Miriam looks about in the darkness and wonders whether anyone beside herself is moved to tears. In the next box people are whispering, not hearing the music; they have come for other reasons, to see and be seen—which is why she’s come, isn’t it? But no more, not now. She is transported. Her heart breaks over the love, the passion, the death.
During the intermission people come to the box and are introduced. She has barely had time to wipe her eyes, and hopes that her nose isn’t red. She bows politely, but does not remember any names, she has forgotten why she is here.
“Rachel.” A man’s voice speaks. He seems to be speaking to her, but she does not understand.
Her father recalls her to reality. “Mr. Mendes called you, Rachel. He pays you a compliment. He thinks you resemble Halévy’s heroine.”
She comes back to the present and thanks the man. She knows she has seen him somewhere before.
“You don’t remember me,” he says.
The tea-colored eyes seem not to blink, so steady is the gaze. They are the most important feature of this face; they are what one would remember about it.
“I said I would see you again when you were sixteen, Miss Miriam.” His voice has authority, it is intense and commanding, like his eyes.

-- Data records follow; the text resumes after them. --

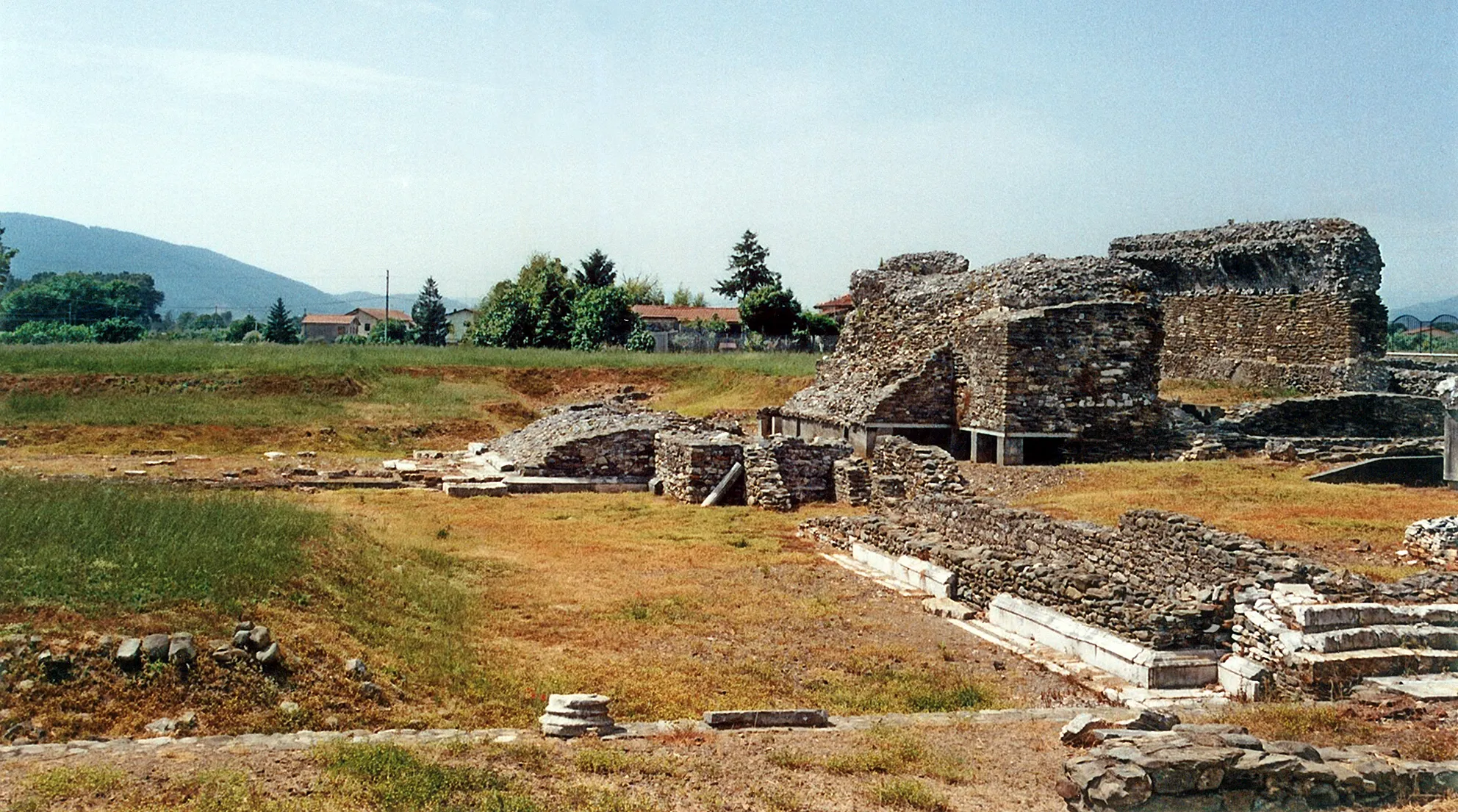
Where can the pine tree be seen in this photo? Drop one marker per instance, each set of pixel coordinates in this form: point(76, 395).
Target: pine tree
point(6, 254)
point(431, 317)
point(747, 269)
point(597, 270)
point(279, 328)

She remembers the afternoon at the bayou and the look of him swinging down the bank, his hand raised in a slight wave as he moves off in the skiff.

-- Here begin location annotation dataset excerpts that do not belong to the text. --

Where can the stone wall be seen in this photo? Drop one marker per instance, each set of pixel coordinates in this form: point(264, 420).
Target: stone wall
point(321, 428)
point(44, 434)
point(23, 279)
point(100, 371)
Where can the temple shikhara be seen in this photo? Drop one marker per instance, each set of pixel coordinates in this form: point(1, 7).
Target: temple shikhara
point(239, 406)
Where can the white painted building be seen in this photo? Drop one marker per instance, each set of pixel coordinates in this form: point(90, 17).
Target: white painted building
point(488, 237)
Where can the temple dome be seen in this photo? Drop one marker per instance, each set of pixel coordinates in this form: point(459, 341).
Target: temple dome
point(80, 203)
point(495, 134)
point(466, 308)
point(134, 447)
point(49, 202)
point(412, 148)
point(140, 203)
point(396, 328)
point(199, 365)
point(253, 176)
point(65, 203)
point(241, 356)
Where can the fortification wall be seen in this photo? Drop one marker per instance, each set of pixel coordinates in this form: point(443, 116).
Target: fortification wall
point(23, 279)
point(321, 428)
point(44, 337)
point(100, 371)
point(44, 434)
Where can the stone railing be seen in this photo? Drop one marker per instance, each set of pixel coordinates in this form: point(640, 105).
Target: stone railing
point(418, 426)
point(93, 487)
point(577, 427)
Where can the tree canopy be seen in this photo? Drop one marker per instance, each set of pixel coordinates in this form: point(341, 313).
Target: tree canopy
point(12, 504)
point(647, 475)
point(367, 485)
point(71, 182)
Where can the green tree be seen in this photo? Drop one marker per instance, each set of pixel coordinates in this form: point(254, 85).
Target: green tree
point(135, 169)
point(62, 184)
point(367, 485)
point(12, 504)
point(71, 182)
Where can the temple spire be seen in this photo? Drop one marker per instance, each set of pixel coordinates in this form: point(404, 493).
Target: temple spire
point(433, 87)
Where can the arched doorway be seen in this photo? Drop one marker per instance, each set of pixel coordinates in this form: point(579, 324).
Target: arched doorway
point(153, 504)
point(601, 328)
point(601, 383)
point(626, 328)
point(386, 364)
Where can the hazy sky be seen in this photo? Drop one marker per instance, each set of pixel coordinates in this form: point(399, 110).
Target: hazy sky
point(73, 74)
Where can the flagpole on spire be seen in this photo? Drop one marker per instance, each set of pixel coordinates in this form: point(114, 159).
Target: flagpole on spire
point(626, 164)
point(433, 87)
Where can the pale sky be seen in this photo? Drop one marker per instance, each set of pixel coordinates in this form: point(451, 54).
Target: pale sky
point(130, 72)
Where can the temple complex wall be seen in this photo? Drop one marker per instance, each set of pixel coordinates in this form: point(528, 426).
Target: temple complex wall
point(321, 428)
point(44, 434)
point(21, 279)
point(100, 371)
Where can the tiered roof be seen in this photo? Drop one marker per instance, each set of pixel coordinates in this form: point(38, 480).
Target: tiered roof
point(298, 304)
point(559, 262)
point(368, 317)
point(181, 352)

“You have grown even more beautiful than I expected you would, Miss Miriam.”
Of course she is pleased. It is the first time a man has spoken to her like this. Yet she finds his words extravagant. She has quite shrewdly analyzed herself: She is supple and graceful, her features are very pleasing, but she is not a beauty. One has only to look over at the adjoining box where the Frothingham sisters sit, they with their masses of golden hair, their Valkyrie faces, to see beauty.
But she smiles in polite acknowledgment just as the curtain is about to rise again. Papa has barely time to remark, once Mr. Mendes is out of hearing, “A distinguished young man. He will go far.”
Fanny said, “If you count all the gray horses you see up to a hundred, you’ll be sure to marry the first man you shake hands with after that.”
Miriam laughed. “That’s silly, Fanny. Who told you such a thing?”
“Miss Eulalie told me, but everyone knows it anyway.”
Beneath the window where the streetlamp threw a circle of fuzzy light into the spring mist stood an open carriage drawn by a gray horse.
“Can you count the same horse over and over or must it be a hundred different horses?”
“You laugh, but it’s true,” replied Fanny, evading the question. “And he’s so tall. I like a tall man.”
Eugene Mendes had been coming to the house for two weeks past, ever since the night at the opera. In the front parlor he played dominoes and drank port with Papa. Or else, when there were other men present, they played cards. In the back parlor the women played bezique or did macrame. Then over coffee the two groups joined briefly and ended the evening.
“I had a tall boy once,” Fanny said. “I was only thirteen. But he was for me. Then I lost him.”
“That must have been when you came here.”
“Yes, they sold me away, me and Blaise. But I was glad to go, more glad than sorry.” Suddenly Fanny seemed compelled to talk. “My father was a white man, a bachelor, and my mother was a maid in the house. A grand house, too, all brick. But when my mother died my father married a lady, and she hated having me and Blaise around, so she made him sell us. But that was better for us because she was mean. That was one mean woman.”
“Why haven’t you ever told me all this before?” Miriam had thought she knew everything there was to be known of Fanny’s simple life. Fanny was just always there, someone who was kind and to whom you were kind in return.